I liked this more than I expected, but it's still pretty far from the best work by David Fincher. Despite the apparent grab for awards with the sentimental, broadly-reaching script and big name cast, you can still definitely tell it's a Fincher movie from the specific color scheme and interesting using of CGI (the effects to create young/old Benjamin are far from real looking, but they're definitely interesting) among other things. And I liked most of the performances, especially surprising ones like Mad Men's Jared Harris as a salty, drunken sea captain. It's just much too long of a movie for how much story it has. It's like screenwriter Eric Roth couldn't think of anything beyond combining an intriguing short story concept with an earlier-set version of Forrest Gump. Some cool ideas, but the experience is kind of a drag.

La Dolce Vita

This is the third film by Federico Fellini that I've seen, and I was again impressed by some things he did without being really drawn in or terribly entertained by the work itself. It's very much a 60s European art film, and is very identifiably good at that. I was somewhat intrigued by the episodic nature of the story, as it progresses through various mostly unrelated events, examining the mindset of the central character. Really though, the part that grabbed my interest the most was when Anita Ekberg was just sort of walking and dancing around on screen, so maybe I'm not quite the target audience. This is another film that was quite long, and I got through it fine but wouldn't want to watch it again.


Robert Altman is definitely known for those ensemble casts, and this is a premiere example of that.
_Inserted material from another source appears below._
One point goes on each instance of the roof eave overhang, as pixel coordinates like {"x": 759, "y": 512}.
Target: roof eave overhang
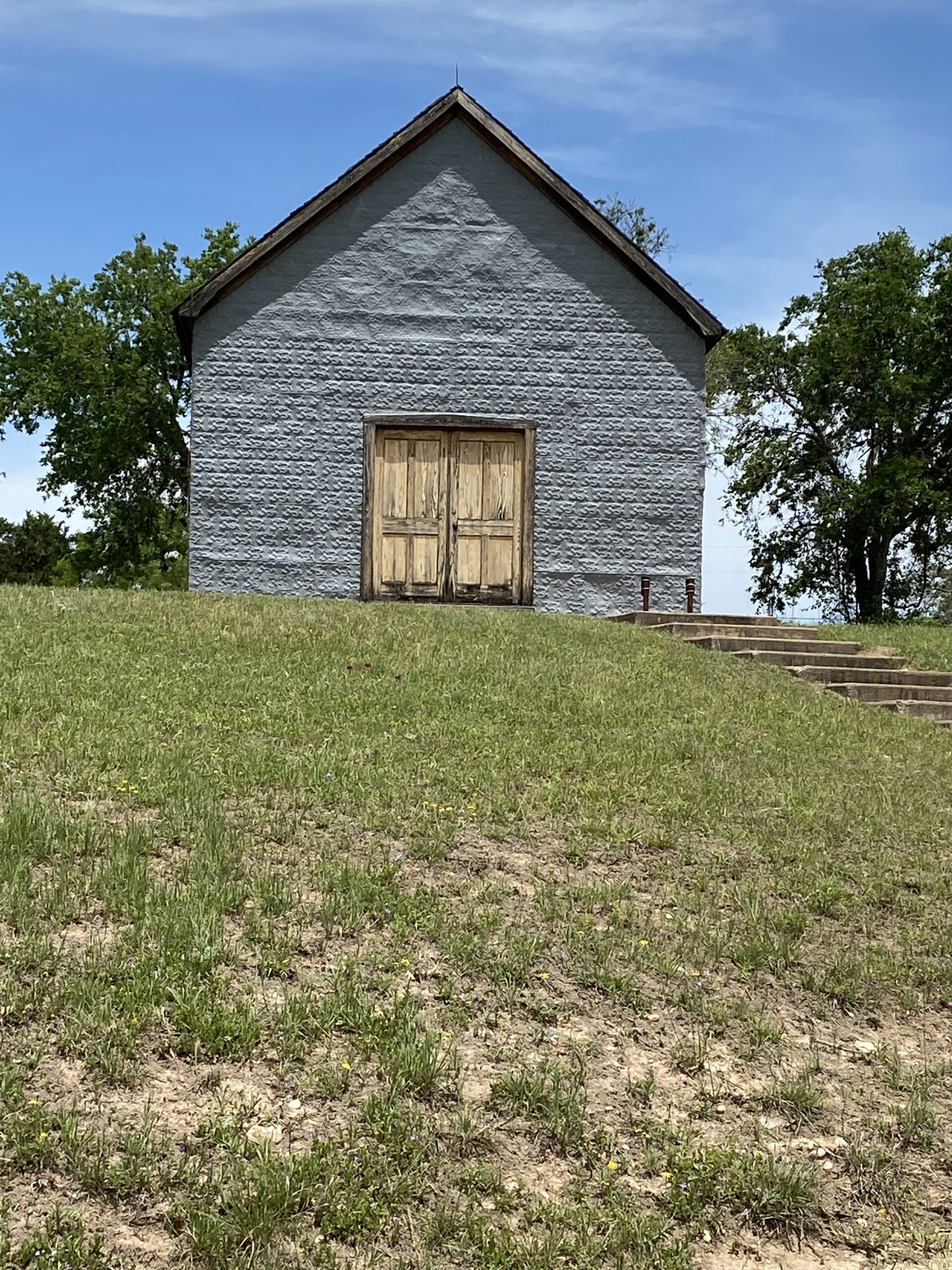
{"x": 455, "y": 105}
Nashville is about the coming together of many people, lots of them musicians, at a political rally for a candidate that is never actually seen. Much time is dedicated to the musical performances, and it's quite a long movie, giving fair shake to a lot of different stories. It's a well put together film, and while I'm not familiar with a lot of the cast, they all tend to do good jobs. I didn't like a lot of the movie though, which I found to be incredibly uncomfortable and hard to watch. It's the product of a very dark sense of humor, some real proto-cringe type stuff. I understand what they were going for, but too much of it was too far on the painful side of the spectrum without being that funny. It's just personal taste, and I respect the movie, but I had trouble with it.

Sullivan's Travels

Sullivan's Travels is about a comedy director who thinks people don't know enough about the real suffering going on in the world, and tries after a few false starts to discover real trouble so he can honestly make a movie about it. I tend to like movies that hold up mirrors to Hollywood, and Travels does it about as well as any. It's a nice snappy 40s road comedy, which happens to take a strange, dark, and surprising turn near the end. It's a little off-putting, but not enough to really damage a film that's otherwise got a pretty good point to make about what people really want to get out of cinema, and is honestly just entertaining on its own. The biggest issue is perhaps the movie trying to get me to believe a girl who looked like Veronica Lake would have trouble getting a break in Hollywood, but that's pretty much how movies work. Somehow not as famous as other movies of similar type and quality from the period, but deserving of a watch.